MAYAで用意してアニメーションの負担を減らしているとしても限度がある。
視聴者もそれを分かっているからこそ、スパチャを投げてくれているという節がある。
もちろん誰も雇ってないなんて言えないので、そのスパチャを止めさせることなんてできないのだが、決して無理はしないで欲しい…
「スパチャありがとう!ただ君たちが破産しないようにだけ頼むぞ。まだまだ驚かせるような配信を作っていくつもりだからその日まで取っておいてくれ!」
推しているせいで破産しましたなんて聞いたら悲しくてしょうがない。
なまじ毎時エゴサをかけているだけあって、そんなことを呟かれたら絶対に知ってしまう自信がある。
ただ止めろと言うと余計に加速してしまう恐れがあるので、まだまだイベントがあると仄めかしておく。
そう言っている間に、見学ツアーはどんどん進んでいく。
玄関ホールを右に抜けると、こじんまりとした食堂が姿を見せる。
長テーブルには薄水色のテーブルクロスがかけられ、その上から白いレースのテーブルランナーがかけられている。
真ん中には花が活けられ、各椅子の前にショープレートとナイフフォーク、グラスが並んでいる。
奥には暖炉があり、伝統的なイギリス貴族の食堂を再現していた。
「普段はここで食事をしている。既に自己紹介動画で見た人もいるだろう。その場所がここだ。内輪で食事する場なので、パーティー会場とは違ってこちらは少し派手すぎないように作られている。」
そこまで言うと「いや十分金かかってる見た目だろ」「一般家庭はテーブルクロスとか引かないぞ」だとかいうコメントが流れる。

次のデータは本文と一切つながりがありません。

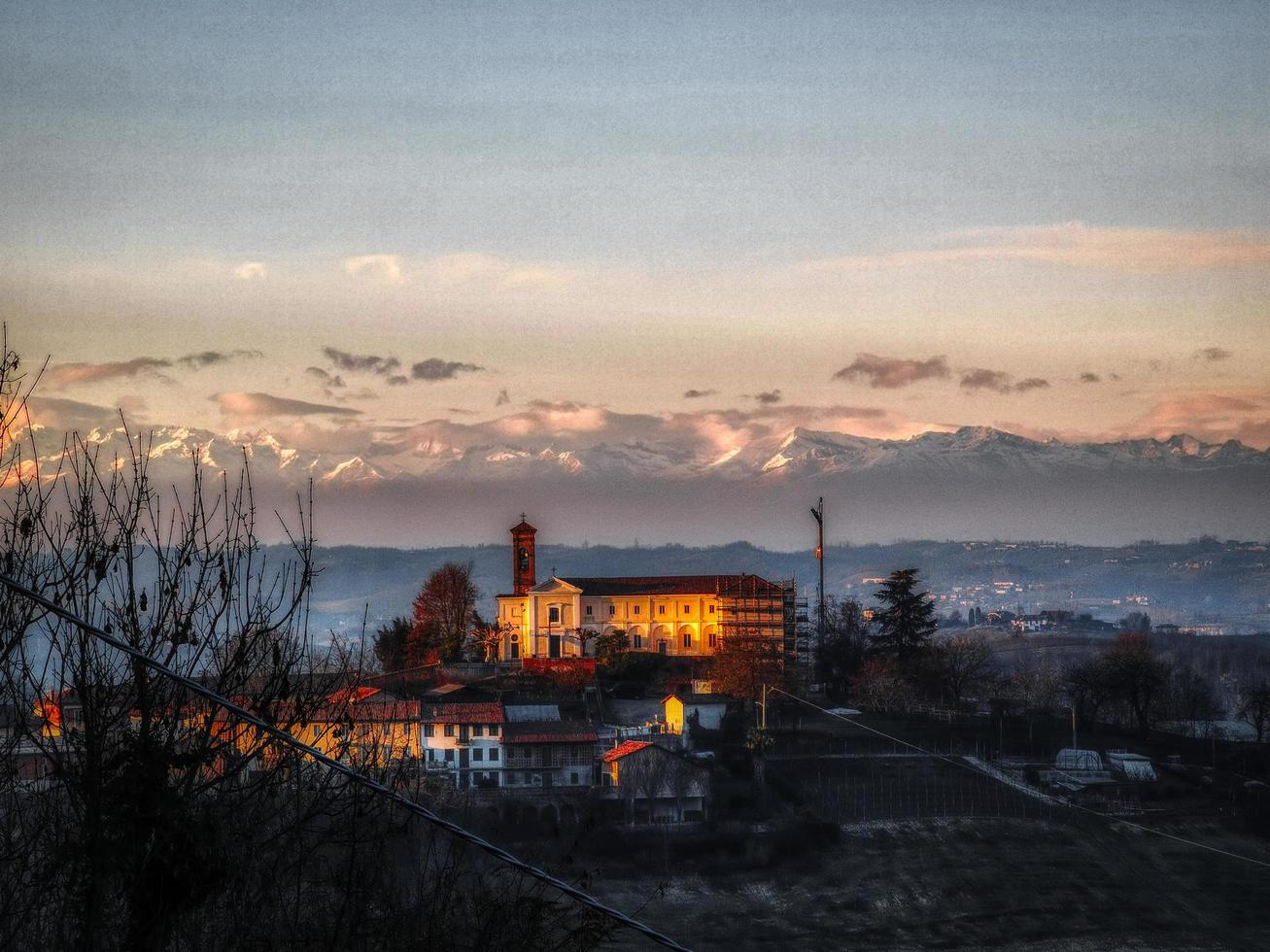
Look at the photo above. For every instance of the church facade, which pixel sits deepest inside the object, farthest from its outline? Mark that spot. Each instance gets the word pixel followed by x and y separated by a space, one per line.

え、テーブルクロス引かないのか?テーブル汚れないのか?
「ま、まああまり普段見せない場所を見せるのも恥ずかしいから次に行こう!」
ごまかして次に行く。
食堂を抜けると、広い廊下に出た。
彫像や絵画が沢山飾られている。
「ここは画廊だ!先祖が描かせた肖像画や収集した絵画・美術品などを展示している。うちは特に色んな名画をそろえているので他の貴族にも良く自慢するぞ。」
フェードを多用しながら各々の美術品をピックアップしていく。
もちろんこれらのものは自分で一から描いた。
ターナーやコンスタンブル、ロセッティやミレイといった有名な当時のイギリス絵画の作品を読み込んで、自作でアレンジした。
そして画廊を抜ける。
本棚やピアノが置かれている部屋に出た。
そう、図書室だ。
「こっちは図書室だ!書斎は仕事部屋なのでまた違う部屋にある。こちらは父上が良く使うので紹介できないが、代わりにここを見ていってくれ。」
天井まで届く本棚が壁一面に敷き詰められており、唯一本棚が並んでいない側面はガラス張りとなっていて光がそこから入ってきている。
白く染められたピアノは真ん中に置かれていて静かにその存在を主張していた。
せっかくだから一曲演奏していこう。